O Jogo da Imitação, do norueguês Morten Tyldum, é uma produção anglo-americana estrelada por Benedict Cumberbatch (superqueridinho da cultura pop atual, indo da excelente série Sherlock ao mais recente Star Trek e à voz do dragão Smaug nos dois últimos O Hobbit). Ele interpreta Alan Turing, matemático que ajudou a decifrar códigos de comunicação dos nazistas numa corrida contra o tempo na II Guerra Mundial. E ainda tem a história de que ele era homossexual em um tempo em que ainda dava cadeia na Grã-Bretanha. É baseado em uma história real. Oito indicações: filme, direção, ator (Cumberbatch), atriz coadjuvante (Keira Knightley), roteiro adaptado (Graham Moore), montagem, trilha sonora (Alexandre Desplat) e desenho de produção. A estreia no Brasil está marcada para quinta, mas aqui em João Pessoa o filme permanece em pré-estreia.

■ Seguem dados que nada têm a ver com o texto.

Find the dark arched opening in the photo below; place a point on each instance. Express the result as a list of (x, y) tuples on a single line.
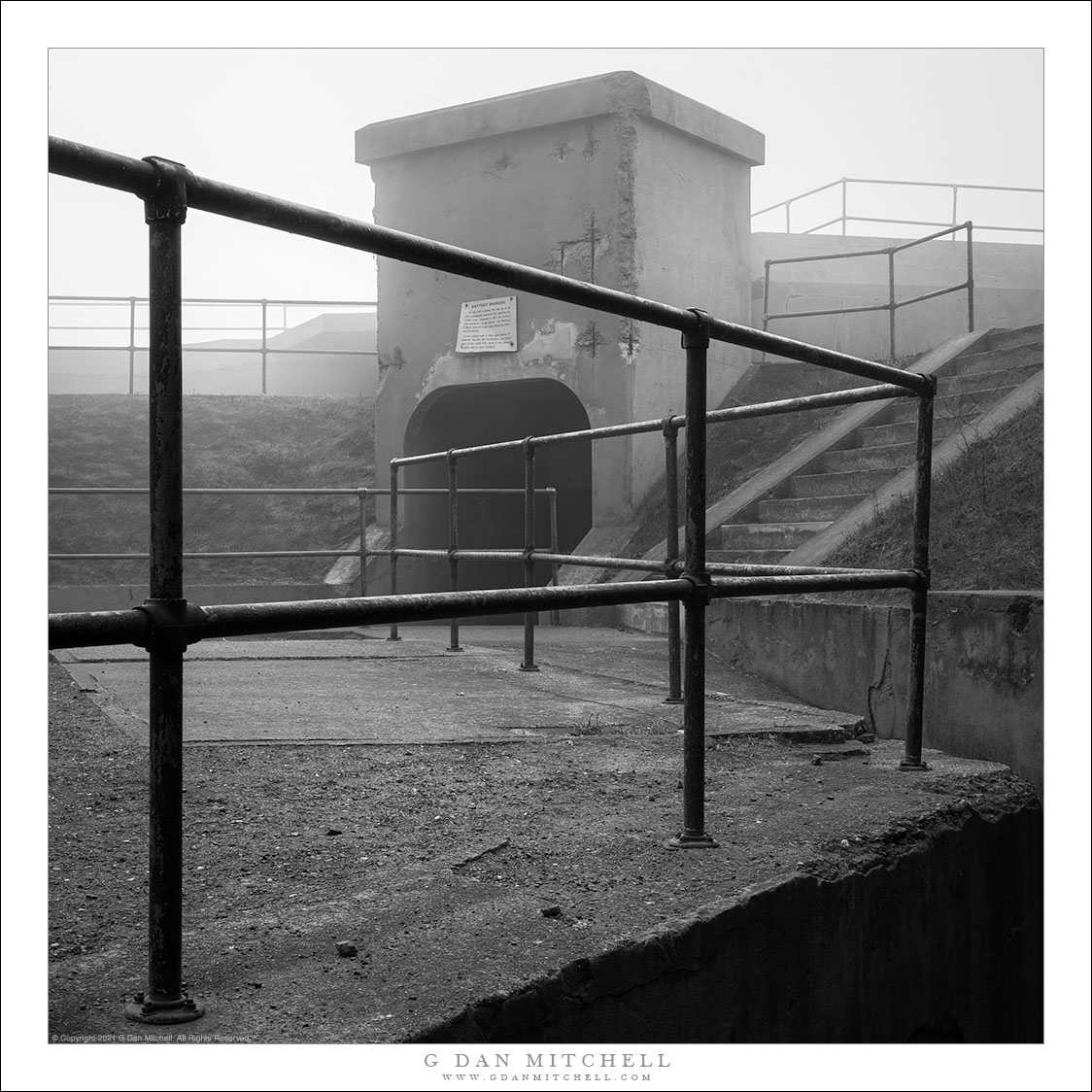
[(475, 414)]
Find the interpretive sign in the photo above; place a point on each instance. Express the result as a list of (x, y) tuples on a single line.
[(487, 325)]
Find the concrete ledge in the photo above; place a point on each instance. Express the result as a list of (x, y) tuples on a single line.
[(984, 667), (595, 96), (949, 909)]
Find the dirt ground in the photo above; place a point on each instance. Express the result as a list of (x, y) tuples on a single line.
[(457, 870)]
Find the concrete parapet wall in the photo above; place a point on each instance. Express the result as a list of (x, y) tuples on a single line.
[(984, 666), (1008, 282), (935, 934)]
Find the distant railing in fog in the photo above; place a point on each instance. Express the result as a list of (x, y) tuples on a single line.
[(263, 327)]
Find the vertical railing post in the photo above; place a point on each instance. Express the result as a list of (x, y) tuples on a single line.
[(970, 278), (394, 544), (362, 499), (529, 546), (670, 487), (265, 305), (766, 304), (891, 302), (454, 542), (694, 836), (165, 212), (132, 343), (918, 596), (555, 615)]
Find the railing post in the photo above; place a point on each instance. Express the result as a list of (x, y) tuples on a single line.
[(970, 279), (529, 545), (165, 212), (394, 544), (694, 836), (555, 615), (264, 344), (670, 486), (891, 301), (362, 498), (132, 343), (918, 597), (766, 304), (454, 543)]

Selma – Uma Luta pela Igualdade, de Ava DuVernay, não é referência a um nome de mulher, mas à cidade do Alabama onde Martin Luther King liderou três marchas importantes na luta pelos direitos humanos, em 1965, enfrentando intimidação e repressão policial. O filme de Ava conta essa história. Se esperava muito, mas o filme foi quase ignorado pelo Oscar, só duas indicações: filme e canção (“Glory”). Estreia no Brasil: 5 de fevereiro.

A Teoria de Tudo, de James Marsh, tem Eddie Redmayne (de Sete Dias com Marilyn e Os Miseráveis) como Stephen Hawking, físico e cosmólogo, um dos mais célebres cientistas do nosso tempo, que convive há anos com a esclerose lateral amiotrófica. O filme é sua cinebiografia. São cinco indicações: filme, ator (Redmayne, se tornando cada vez mais o favorito), atriz (Felicity Jones), roteiro adaptado (Anthony McCarten) e trilha sonora (Jóhann Jóhannsson). Estréia no Brasil: quinta (mas nada ainda em João Pessoa).

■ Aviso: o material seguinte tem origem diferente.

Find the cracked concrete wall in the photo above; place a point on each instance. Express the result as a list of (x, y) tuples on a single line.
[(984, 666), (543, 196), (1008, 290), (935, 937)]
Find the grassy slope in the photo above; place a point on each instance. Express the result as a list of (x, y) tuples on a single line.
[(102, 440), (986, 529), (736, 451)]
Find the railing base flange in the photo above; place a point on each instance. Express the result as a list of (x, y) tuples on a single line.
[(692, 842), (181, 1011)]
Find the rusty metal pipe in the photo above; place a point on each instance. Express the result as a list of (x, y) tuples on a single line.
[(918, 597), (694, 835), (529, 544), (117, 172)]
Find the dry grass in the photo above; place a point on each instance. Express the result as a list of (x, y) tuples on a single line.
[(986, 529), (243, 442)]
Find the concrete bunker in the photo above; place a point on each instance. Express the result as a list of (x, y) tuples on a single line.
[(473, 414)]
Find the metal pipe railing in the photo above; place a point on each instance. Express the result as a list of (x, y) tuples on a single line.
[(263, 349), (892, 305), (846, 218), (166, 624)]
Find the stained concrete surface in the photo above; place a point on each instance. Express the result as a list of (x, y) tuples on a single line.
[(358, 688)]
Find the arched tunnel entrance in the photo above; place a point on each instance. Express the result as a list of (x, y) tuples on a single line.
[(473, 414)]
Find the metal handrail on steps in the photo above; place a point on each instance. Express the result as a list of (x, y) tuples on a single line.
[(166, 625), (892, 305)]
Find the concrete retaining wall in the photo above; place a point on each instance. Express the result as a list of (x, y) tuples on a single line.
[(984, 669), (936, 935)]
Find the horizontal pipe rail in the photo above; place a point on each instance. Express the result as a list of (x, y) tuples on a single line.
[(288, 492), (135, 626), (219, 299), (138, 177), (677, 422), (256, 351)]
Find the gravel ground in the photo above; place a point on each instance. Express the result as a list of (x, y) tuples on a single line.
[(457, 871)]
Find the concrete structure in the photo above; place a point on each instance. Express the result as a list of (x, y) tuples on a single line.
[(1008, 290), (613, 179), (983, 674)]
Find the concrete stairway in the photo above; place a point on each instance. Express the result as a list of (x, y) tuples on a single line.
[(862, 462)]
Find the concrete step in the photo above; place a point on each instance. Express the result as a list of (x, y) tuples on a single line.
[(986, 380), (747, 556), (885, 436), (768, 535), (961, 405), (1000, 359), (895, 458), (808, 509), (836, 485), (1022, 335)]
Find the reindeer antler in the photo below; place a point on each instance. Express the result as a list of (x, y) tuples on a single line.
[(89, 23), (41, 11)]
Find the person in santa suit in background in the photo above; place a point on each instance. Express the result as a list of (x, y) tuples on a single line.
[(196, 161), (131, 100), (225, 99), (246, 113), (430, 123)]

Whiplash – Em Busca da Perfeição, de Damien Chazelle, uma história sobre música de um baterista em um conservatório de música, treinado por um professor tirano – tem gente comparando este filme à primeira parte de Nascido para Matar (1987). Recebeu cinco indicações: filme, ator coadjuvante (J.K. Simmons, como o professor, favoritíssimo), roteiro adaptado (Chazelle), montagem e mixagem de som. Ganhou os prêmios de filme dramático do júri e da audiência no Festival de Sundance. Estreou no Brasil dia 8 (aqui em João Pessoa? Nada ainda).